Les deux têtes de l'exécutif sont jugées, séparément, pour leurs responsabilités respectives dans les terribles violences politico-ethniques sur lesquelles avait débouché la précédente présidentielle de fin 2007.

Immunité

La Cour a également refusé à MM. Kenyatta et Ruto la possibilité de ne pas assister à toutes les audiences à La Haye, en dépit des obligations liées à leurs fonctions.

Il est "regrettable que nos appels répétés soient tombés dans l'oreille d'un sourd et que nos inquiétudes aient été complètement ignorées", a estimé vendredi M. Tedros.

"La récente attaque terroriste de Nairobi a (...) souligné le besoin pour les dirigeants kényans d'être au premier plan dans le combat contre le terrorisme et de ne pas être distraits de quelque façon que ce soit par la Cour", a-t-il avancé, en référence à l'attaque meurtrière par un commando islamiste d'un centre commercial de Nairobi fin septembre.

MM. Kenyatta et Ruto sont les premiers dirigeants en exercice jugés par la CPI. Or, a souligné M. Tedros, "l'immunité des chefs d'Etat ne peut pas être prise à la légère et notre réunion devra se prononcer très clairement sur la question".

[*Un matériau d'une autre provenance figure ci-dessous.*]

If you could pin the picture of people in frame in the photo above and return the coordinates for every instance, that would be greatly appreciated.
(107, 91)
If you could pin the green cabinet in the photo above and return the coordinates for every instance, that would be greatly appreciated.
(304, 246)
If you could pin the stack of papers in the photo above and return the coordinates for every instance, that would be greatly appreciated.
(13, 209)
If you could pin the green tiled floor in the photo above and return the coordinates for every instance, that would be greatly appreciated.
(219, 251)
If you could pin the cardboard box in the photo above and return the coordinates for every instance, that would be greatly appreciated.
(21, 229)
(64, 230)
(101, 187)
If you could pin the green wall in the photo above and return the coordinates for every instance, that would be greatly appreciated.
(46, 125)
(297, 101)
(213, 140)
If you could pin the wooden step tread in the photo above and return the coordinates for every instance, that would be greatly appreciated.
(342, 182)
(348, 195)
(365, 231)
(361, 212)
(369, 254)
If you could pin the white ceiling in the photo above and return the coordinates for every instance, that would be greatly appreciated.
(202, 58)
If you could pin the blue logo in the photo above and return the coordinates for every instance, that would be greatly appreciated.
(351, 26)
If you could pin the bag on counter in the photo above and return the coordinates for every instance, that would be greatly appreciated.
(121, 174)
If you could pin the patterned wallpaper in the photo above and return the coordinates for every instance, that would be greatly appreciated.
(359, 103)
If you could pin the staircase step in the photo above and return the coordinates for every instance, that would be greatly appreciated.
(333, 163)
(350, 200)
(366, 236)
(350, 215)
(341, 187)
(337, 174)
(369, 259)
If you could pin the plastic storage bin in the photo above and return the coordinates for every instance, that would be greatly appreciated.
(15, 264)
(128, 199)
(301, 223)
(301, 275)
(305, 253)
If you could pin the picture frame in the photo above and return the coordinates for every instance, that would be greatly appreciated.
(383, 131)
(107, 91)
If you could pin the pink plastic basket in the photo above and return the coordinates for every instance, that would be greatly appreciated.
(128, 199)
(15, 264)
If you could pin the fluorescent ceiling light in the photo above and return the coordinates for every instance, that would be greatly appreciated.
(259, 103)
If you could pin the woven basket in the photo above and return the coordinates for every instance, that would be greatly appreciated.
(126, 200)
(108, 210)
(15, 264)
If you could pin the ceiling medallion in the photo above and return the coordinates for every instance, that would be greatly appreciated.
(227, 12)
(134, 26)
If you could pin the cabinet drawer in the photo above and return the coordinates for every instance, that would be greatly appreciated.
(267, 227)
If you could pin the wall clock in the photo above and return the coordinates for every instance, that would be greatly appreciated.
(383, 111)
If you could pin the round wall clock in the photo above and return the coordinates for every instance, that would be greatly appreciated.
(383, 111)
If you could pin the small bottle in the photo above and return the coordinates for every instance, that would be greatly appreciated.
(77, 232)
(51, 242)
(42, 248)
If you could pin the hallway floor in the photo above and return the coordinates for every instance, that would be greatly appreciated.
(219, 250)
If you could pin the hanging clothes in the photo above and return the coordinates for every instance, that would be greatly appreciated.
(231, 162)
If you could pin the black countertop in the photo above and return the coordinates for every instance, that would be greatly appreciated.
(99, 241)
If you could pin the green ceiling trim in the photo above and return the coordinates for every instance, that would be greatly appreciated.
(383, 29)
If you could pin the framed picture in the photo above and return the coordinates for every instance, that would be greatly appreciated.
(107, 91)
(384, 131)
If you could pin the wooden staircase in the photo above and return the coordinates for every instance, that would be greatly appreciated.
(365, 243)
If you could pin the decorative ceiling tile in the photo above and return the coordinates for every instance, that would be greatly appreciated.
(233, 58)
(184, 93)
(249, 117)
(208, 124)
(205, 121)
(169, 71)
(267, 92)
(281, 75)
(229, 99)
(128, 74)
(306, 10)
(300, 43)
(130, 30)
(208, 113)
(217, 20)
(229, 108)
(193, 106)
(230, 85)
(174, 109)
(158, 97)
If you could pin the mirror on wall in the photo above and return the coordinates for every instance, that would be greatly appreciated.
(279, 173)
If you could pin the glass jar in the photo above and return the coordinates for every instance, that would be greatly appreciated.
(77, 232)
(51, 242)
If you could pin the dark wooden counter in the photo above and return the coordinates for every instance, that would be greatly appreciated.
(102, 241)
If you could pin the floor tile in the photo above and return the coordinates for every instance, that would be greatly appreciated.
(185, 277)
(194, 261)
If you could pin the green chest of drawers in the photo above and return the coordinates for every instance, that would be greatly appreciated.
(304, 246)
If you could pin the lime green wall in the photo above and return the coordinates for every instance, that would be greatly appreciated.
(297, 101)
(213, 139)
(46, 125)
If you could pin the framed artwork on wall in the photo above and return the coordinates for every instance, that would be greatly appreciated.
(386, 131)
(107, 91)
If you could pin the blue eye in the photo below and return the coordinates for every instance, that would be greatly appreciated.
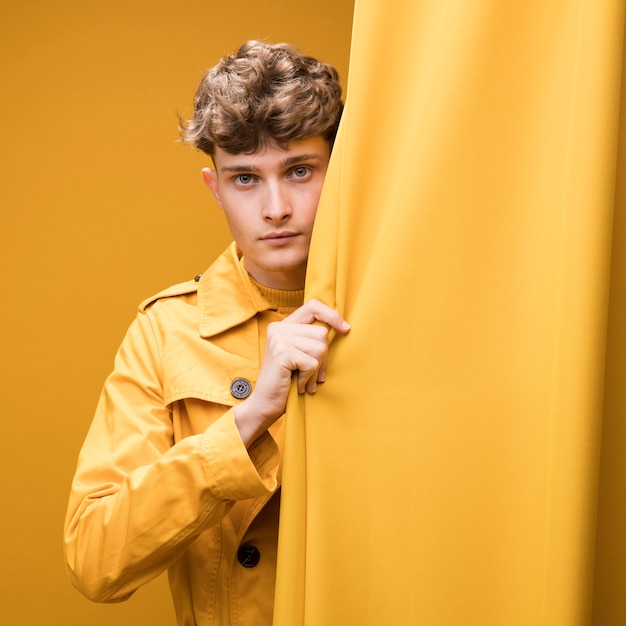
(244, 179)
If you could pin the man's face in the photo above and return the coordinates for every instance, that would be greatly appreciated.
(270, 198)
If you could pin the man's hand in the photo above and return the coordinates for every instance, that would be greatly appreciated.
(296, 344)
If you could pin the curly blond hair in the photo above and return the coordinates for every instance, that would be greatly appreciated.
(264, 94)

A l'approche du sommet de l'UA, plusieurs voix s'étaient élevées pour dénoncer ces attaques de la CPI par les pays africains. Jeudi, l'ex-secrétaire général de l'ONU Kofi Annan a estimé que le débat à l'UA visait davantage à protéger les "dirigeants" que les "victimes".

"Le message aux victimes, investisseurs et au monde est que les dirigeants du continent sont allergiques aux institutions veillant à ce que chacun rende des comptes", a renchéri l'Institut des Etudes stratégiques (ISS), centre de réflexion spécialisé sur l'Afrique.

Des critiques balayées par le ministre soudanais des Affaires étrangères Ali Karti.

Selon lui, une déclaration claire de l'UA contre la CPI n'encouragera pas l'impunité car "les pays africains ont leurs propres mécanismes judiciaires, qui s'avèrent être bons, meilleurs que les européens". Le président soudanais, Omar el-Béchir est visé par des mandats d'arrêt de la CPI pour crimes de guerre, crimes contre l'humanité et génocide dans le conflit du Darfour, une vaste région de l'ouest du Soudan.

Au coeur de la polémique, Nairobi a de son côté tempéré.

"Nous sommes préoccupés par un certain nombre de choses qui se passent à la Cour, oui. Mais nous n'avons jamais dit que nous allions nous retirer", a assuré la chef de la diplomatie kényane, Amina Mohamed, affirmant que son pays entendait "rester" un Etat membre.